Mi fanno male i capelli è la storia di Monica, interpretata da Alba Rohrwacher, che pensa di essere Monica Vitti. La donna purtroppo che sta perdendo la memoria, soffre di una delle tante malattie neuro degenerative che le fa confondere i suo ricordi con quelli dei personaggi dei film di Monica Vitti.

In pratica vive in una bolla, in un film, per fortuna sostenuta ed amata dal compagno interpretato da Filippo Timi. Monica inizia a dialogare con Monica Vitti, ma anche con Alberto Sordi, ripercorrendo momenti della storia del cinema italiano, dai capolavori di Antonioni, la tetralogia dell’incomunicabilità, fino a Polvere di stelle.

La donna dialoga con lo schermo con un’intimità che rimanda a livello subliminale al Michel Piccoli di Ferreri in Dilliger è morto, e a sua volta in un gioco di rimandi e reference a Persona di Bergman e La rosa purpurea del Cairo di Woody Allen.

Intuizioni visive e narrative di una regista geniale come Roberta Torre, 26 anni dopo quel gioiello grottesco di Tano da morire, ma da recuperare sarebbe un po’ tutta la sua carriera.

Mi fanno male i capelli diventa un omaggio al cinema italiano, che appunto stiamo un po’ dimenticando, ma soprattutto è un film molto toccante, interpretato magistralmente.

Una storia nella storia, molto metacinematografica nella quale ovviamente riecheggia la vita della stessa Monica Vitti e quegli ultimi 20 anni a combattere il suo silenzioso male, insieme al marito e regista Roberto Russo.

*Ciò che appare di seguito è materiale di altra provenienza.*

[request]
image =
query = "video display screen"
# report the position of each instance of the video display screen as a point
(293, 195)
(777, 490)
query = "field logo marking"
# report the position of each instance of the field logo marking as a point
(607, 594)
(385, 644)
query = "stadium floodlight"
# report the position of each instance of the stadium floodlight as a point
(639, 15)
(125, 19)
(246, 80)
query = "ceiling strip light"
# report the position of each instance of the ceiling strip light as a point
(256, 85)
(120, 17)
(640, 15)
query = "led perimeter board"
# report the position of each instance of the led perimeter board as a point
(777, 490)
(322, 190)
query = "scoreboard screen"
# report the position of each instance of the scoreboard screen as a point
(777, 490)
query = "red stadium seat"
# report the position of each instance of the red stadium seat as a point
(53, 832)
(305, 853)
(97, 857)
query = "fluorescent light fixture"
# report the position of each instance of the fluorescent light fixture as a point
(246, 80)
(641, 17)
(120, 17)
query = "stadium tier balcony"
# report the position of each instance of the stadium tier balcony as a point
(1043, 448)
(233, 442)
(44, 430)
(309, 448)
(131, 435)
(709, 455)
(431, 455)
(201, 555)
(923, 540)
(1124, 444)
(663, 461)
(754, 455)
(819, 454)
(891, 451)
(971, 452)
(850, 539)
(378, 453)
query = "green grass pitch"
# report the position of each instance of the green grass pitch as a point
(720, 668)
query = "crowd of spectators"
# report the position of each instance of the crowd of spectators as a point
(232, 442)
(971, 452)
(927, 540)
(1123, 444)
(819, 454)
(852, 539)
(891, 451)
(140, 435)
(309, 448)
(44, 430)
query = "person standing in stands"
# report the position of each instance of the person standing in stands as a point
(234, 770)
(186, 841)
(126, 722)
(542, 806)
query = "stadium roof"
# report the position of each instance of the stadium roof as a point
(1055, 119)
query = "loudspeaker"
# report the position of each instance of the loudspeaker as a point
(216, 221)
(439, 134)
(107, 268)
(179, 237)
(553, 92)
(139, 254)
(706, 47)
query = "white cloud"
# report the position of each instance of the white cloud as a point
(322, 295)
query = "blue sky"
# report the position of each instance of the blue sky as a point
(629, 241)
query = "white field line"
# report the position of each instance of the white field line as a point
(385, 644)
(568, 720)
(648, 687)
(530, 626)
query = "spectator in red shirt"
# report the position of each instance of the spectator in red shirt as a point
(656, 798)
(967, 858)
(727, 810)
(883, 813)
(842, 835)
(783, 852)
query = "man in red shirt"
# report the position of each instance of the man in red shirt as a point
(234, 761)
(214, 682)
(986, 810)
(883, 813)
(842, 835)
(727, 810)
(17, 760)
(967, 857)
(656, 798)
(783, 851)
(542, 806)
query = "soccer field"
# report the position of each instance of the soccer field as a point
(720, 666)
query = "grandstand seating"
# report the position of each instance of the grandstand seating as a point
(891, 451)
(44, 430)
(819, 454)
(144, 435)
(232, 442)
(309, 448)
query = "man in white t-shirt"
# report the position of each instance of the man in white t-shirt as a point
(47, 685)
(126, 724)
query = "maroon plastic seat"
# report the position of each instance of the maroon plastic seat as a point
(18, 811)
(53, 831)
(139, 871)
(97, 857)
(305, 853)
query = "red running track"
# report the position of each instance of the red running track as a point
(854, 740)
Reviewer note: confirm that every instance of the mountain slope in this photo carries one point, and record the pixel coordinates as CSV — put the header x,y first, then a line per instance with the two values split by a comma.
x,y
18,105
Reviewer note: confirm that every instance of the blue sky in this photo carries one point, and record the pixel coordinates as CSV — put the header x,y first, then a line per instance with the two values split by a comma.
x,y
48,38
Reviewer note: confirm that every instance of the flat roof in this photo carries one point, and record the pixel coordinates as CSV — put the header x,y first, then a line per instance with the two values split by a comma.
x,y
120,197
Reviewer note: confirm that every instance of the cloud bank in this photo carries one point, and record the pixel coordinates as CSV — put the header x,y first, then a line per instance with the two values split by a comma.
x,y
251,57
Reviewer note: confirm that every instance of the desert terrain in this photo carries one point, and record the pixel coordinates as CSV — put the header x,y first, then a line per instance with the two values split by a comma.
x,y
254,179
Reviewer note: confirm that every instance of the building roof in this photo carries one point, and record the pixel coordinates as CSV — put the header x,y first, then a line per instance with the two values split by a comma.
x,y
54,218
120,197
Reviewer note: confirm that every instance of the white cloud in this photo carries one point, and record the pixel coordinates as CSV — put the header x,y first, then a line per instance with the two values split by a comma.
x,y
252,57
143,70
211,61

Bellissime infine le musiche originali composte da Shigeru Umebayashi , celebre per aver scritto la colonna sonora di In The Mood For Love di Wong Kar-wai.

Insomma una pellicola struggente e poetica che rappresenta a pieno il cinema italiano di qualità.  Una merce rara, ma che esiste, c’è e bisogna sostenerlo.